Para que un matrimonio sea válido
debe ser realizado en forma válida, entre personas hábiles y además que sean
capaces de prestar consentimiento. En sentido contrario, las causas de nulidad
son el defecto de forma, el impedimento o vicio de
consentimiento. Cada una de estas tres causas generales se divide también en
varios tipos. La terminología canonística habla de caput nullitatis, o capítulo de nulidad, para referirse a cada
motivo de nulidad. Para poder determinar si un matrimonio es nulo, debe
realizarse un proceso judicial ante el juez competente, al que se le deben
aportar las pruebas pertinentes, y en el que deben intervenir todas las partes
procesales, como son el promotor de justicia y el defensor del vínculo. No es
posible, por lo tanto, pretender que, a través de unas pocas líneas, el lector
sea capaz de obtener conclusiones definitivas sobre una determinada situación.
Un estudio pormenorizado de estos capítulos de nulidad excede los límites de
una bitácora y resulta tedioso para quienes no se interesan por cuestiones
jurídicas.
En todo proceso canónico sobre
matrimonio la cuestión central es la veritas
rei que es siempre último y único fundamento de la nulidad o validez de un
matrimonio. El ministerio del juez consiste en descubrir la verdad de un matrimonio
concreto, sometido a examen. La verdad está fuera de nosotros, en
las cosas, en la unión concreta que el juez debe examinar, y en el matrimonio
mismo tal como ha sido querido por Dios. La realidad objetiva de las cosas es tan decisiva que una sentencia que declarara la nulidad contra la verdad de las cosas, no haría nulo el matrimonio, a pesar de las apariencias; y una sentencia de validez, contraria a la verdad del matrimonio examinado, tampoco lo haría válido. En ambos casos, los cónyuges no culpables del error, ignorantes del mismo, actuarán de buena fe al considerarse esposos o no según la sentencia.
Lo ideal es que todo matrimonio realmente existente tenga el correspondiente reconocimiento ante el derecho canónico. Es decir, que la verdad judicial sobre la validez o no de un matrimonio, reflejada en la decisión de un tribunal eclesiástico, coincida siempre con la verdad objetiva sobre dicha validez. Pero como la
aplicación del derecho es obra de seres humanos falibles es posible que
existan casos de discordancia entre la realidad de los hechos y las normas jurídicas
aplicadas.
En esta materia uno de los vicios
por exceso es el denominado pastoralismo. Podría sintetizarse así: si alguien fracasó en su matrimonio le inventamos una «nulidad» para que pueda volver a «casarse por Iglesia» y «rehacer su vida». El pastoralismo en la práctica produce una avalancha de pedidos de nulidad matrimonial. Y cuando esta
avalancha tiene recepción favorable por parte de malos jueces su efecto principal
son las nulidades a granel. No es el
único vicio posible en esta materia. También cabe pensar en un vicio por
defecto, del que nos ocuparemos en la próxima entrada.

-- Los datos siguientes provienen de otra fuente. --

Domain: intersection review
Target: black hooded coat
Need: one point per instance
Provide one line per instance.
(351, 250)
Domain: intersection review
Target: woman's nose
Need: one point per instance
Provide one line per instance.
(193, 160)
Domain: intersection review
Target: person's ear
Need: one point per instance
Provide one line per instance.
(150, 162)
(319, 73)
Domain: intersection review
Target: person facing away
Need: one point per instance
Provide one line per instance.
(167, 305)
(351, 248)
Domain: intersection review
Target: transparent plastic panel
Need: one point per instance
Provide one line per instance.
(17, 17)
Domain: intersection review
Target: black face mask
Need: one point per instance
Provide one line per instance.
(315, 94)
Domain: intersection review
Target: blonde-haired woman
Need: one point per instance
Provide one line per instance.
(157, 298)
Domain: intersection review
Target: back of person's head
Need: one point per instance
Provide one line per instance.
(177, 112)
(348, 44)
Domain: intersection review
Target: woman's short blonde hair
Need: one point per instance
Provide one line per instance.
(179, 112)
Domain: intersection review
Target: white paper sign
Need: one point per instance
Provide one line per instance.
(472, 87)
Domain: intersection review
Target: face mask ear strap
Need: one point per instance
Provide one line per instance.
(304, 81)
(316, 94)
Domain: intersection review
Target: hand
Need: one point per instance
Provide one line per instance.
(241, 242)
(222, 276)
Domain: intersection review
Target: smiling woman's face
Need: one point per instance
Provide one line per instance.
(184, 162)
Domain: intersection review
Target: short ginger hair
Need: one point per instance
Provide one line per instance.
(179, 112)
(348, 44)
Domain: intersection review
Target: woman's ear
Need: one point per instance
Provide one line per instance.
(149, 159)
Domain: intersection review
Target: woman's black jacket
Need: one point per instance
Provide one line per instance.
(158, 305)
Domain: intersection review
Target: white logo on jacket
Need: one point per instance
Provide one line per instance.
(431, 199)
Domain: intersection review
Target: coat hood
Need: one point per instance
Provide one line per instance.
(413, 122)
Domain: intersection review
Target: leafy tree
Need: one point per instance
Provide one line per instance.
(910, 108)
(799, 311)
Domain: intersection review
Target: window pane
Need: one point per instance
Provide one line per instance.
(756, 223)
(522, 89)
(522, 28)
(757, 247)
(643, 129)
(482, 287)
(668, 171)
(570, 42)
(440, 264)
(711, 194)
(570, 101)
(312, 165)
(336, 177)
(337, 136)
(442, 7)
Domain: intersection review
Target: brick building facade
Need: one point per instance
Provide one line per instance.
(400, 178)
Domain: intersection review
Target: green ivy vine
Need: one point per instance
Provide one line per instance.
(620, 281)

«La sustitución de las soluciones jurídicas por las soluciones
pretendidamente pastorales —si es que así pueden llamarse— es el vicio
del pastoralismo. No se trata de tener sentido pastoral en la búsqueda
de las soluciones jurídicas, sino de la sustitución del derecho por la
pastoral. El pastoralismo prescinde de las soluciones jurídicas,
aunque aparente darlas, sustituyéndolas por lo que cree «más
pastoral». Una materia donde se da mucho el pastoralismo es el matrimonio.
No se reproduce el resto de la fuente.